[EDIT] SOLVEDHello, I'm trying to develop an accelerator for a computer vision algorithm. The host program is running on the Intel Atom on the DE2i-150 board, and is sending images to the FPGA for processing. The problem is that I can't get more than 3 to 10MB/s throughput, which is quite small since the PCI-Express should be able to deliver something about 250MB/s, and the SDRAM should be even faster. My QSYS is pretty simple, you could see it on the attachment. I would appreciate if someone could help me with this. Is that a common issue? Can I be able to get more speed, something like 90MB/s or so? If so, how could I accomplish that? Many thanks.
Hello,I don't know why the forum keeps resizing my image.
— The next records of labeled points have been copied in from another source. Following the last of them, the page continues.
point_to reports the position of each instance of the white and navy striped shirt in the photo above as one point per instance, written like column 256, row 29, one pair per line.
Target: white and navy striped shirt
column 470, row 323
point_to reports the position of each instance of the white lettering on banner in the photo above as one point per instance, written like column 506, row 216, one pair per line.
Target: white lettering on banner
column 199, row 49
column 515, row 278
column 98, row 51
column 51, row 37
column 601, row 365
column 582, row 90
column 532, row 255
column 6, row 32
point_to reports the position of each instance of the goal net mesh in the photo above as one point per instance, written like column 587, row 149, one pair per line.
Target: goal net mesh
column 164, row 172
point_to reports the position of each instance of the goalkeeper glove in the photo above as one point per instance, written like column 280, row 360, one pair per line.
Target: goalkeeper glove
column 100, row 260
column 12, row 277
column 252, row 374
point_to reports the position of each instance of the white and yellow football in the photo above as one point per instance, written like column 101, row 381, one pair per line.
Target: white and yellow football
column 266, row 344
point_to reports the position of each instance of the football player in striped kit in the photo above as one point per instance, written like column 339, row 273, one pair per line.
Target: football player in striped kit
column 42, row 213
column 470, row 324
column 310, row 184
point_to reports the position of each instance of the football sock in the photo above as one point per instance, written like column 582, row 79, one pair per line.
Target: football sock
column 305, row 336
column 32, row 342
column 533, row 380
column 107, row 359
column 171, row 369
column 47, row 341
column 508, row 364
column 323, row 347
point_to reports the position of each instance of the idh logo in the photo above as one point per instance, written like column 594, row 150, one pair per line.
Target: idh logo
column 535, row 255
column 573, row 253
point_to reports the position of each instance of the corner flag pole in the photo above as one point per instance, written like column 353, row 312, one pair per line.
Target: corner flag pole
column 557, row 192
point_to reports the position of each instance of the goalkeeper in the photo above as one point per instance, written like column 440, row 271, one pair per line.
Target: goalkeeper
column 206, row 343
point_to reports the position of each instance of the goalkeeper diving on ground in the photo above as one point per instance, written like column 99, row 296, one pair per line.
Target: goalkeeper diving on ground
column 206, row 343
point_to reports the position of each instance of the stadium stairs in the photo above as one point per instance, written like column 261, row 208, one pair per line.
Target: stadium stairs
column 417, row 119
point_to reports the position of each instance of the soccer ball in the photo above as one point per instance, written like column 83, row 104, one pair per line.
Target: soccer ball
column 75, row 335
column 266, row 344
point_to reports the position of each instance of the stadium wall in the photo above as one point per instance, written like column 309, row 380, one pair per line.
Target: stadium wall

And if I post a link, the moderator must accept it, and I think it will take a very long time. If you don't mind, I've uploaded the image on the cloud, hope there is no problem posting it here like this: ht tp://1drv .ms/1OVVaw3 Just copy and paste it and delete the spaces.
At a quick glance, it looks like the dma and sdram are on different clocks. Maybe it would be best to place a dual-clock FIFO between the SGDMA and the SDRAM.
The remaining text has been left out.